The Wisconsin school districts are an example of a growing number of U.S. municipalities that have racked up substantial losses on investments many say they didn't understand.
The most egregious example is Jefferson County, Ala.,(Covered in The 46, my note, not in the orginal article) which is grappling with $3.2 billion in sewer debt related to swaps, or interest-rate bets gone wrong, pushing it toward possible bankruptcy. Earlier this month, Los Angeles, the nation's second-largest city, demanded that Bank of New York Mellon Corp. (BK: 31.59, 0, 0%) renegotiate a swap deal or face exclusion from any future business with the city. Los Angeles said it is facing payments of $19 million a year on the swaps contracts.
In the case of Wisconsin, the districts banded together in 2006 in what they thought was a safe plan to replenish their teachers' retirement plan.
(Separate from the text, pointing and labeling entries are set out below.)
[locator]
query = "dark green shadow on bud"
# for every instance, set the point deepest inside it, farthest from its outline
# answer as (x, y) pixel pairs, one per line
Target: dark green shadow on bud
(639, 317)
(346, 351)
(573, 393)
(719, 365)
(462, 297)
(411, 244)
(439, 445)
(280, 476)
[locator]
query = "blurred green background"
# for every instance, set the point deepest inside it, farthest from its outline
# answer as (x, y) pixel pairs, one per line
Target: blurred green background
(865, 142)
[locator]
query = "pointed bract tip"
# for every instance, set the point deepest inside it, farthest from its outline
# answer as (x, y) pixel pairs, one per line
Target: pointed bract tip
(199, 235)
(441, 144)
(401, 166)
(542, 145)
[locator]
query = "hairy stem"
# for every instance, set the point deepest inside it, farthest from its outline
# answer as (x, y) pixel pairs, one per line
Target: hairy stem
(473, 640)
On the advice of a Stifel employee, they invested the $200 million--equal to about one-third of their current combined annual budgets--in bundles of corporate debt that Royal Bank of Canada had packaged into CDOs.
The districts believed they were investing directly in a portfolio of corporate bonds, rather than insuring against corporate defaults, Krawczyk said. But since they were insuring against defaults, the districts would receive a return on their investment only as long as the borrowers repaid their debts. But if around 4% to 5% of the debtors defaulted, the districts would lose their investment.The borrowers included troubled names such as Lehman Brothers, Fannie Mae (FNM: 1.22, 0, 0%) and Freddie Mac (FRE: 1.49, 0, 0%), and they did indeed begin to miss payments as the economy slumped in 2008.
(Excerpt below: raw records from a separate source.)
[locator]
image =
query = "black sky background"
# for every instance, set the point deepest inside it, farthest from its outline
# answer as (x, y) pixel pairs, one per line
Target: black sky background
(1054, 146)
The investment's value dwindled well below the level required by the loan agreement. By the autumn of 2008, as the financial crisis was in full flower, the value fell to below 10%, Krawczyk said. Right now, it is below 5% or less, he estimated.
It would point out that this is not a deal CDR Financial products was directly involved with, but appears to be a separate firm that used similar "investment" strategies that devastated the district and left a lot of angry people in their wake, something along these lines happened in Tennessee with a company called Morgan Keegan:
In many corners of Tennessee, the first anyone heard of interest-rate swaps was from C. L. Overman, a vice president of Morgan Keegan who assured officials that the deals carried little risk, city and county officials said. “He told us it would be a good thing and there wasn’t much downside,” said Mayor Duncan of Claiborne County. He then laughed, adding, “When everything went belly up, of course, they told us it wasn’t their fault.”
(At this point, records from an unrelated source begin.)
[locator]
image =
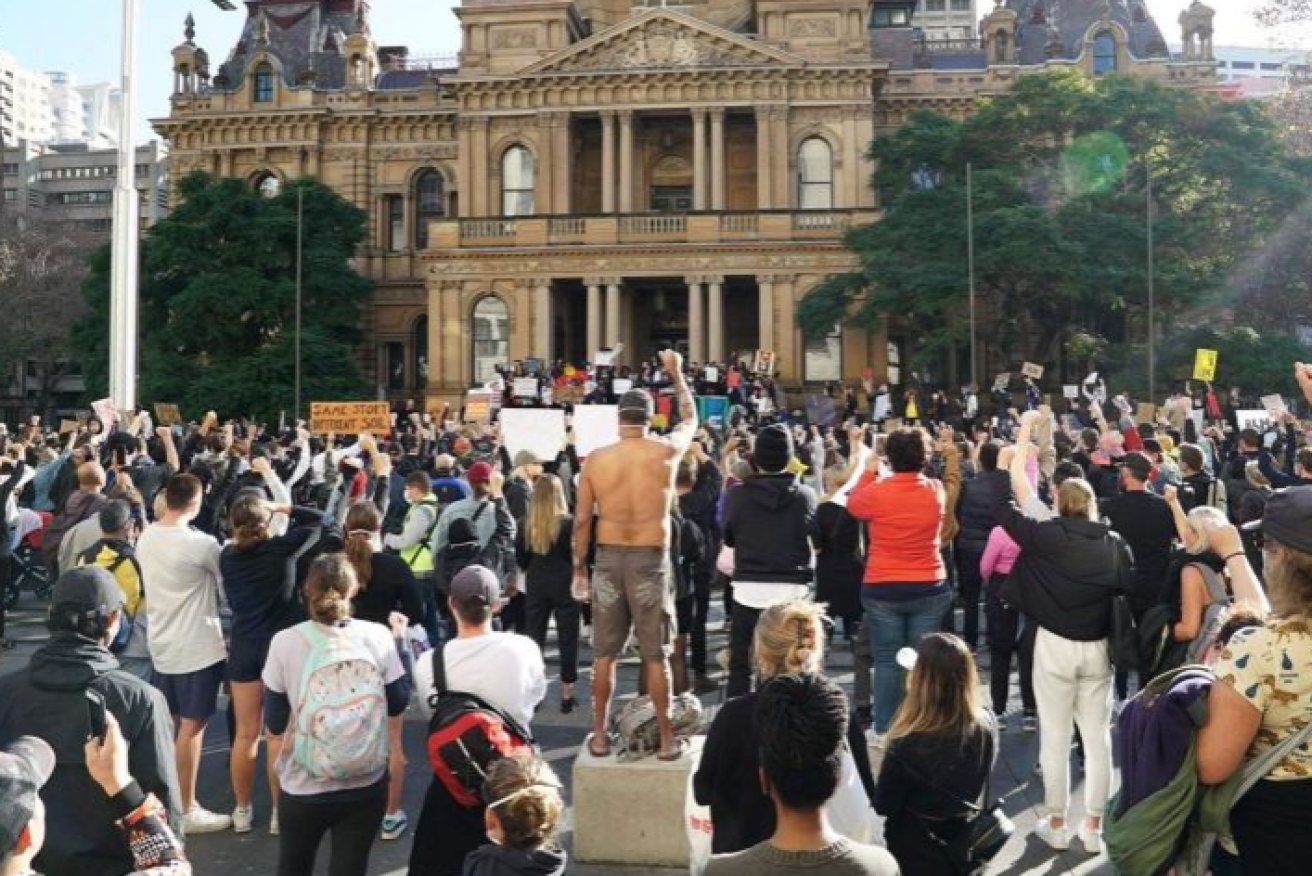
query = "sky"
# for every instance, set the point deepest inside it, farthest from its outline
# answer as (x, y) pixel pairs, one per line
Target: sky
(82, 37)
Earlier this year, Claiborne County officials were told by Mr. Overman that they had only a few weeks to refinance an $18 million bond or pay a quadrupled quarterly payment of $700,000. Mr. Overman declined to comment for this article.
In Lewisburg, after Mr. Overman pitched the swap idea for the sewer project, Kenneth E. Carr, a city official, attended the class. “The seminar was dull and boring,” said Mr. Carr, who still has a copy of the book, stamped with the state seal of Tennessee on every page. “I thought, ‘Well, this is approved by the state because they put their seal of approval on it. This must be something they think is good for us.’
As usual the working class suffer:
This year, with residents facing a 33 percent increase in water and sewer rates, the city decided to refinance the bond, dropping Morgan Keegan and hiring another financial adviser. Mayor Phillips said the city would use fixed rate debt on its new bonds. “Nothing that says derivative, nothing that says swap,” he said. “We learned our lesson. (Just like Alabama and a host of other places)
Same story, different names. As usual the damage from the Convergence continues.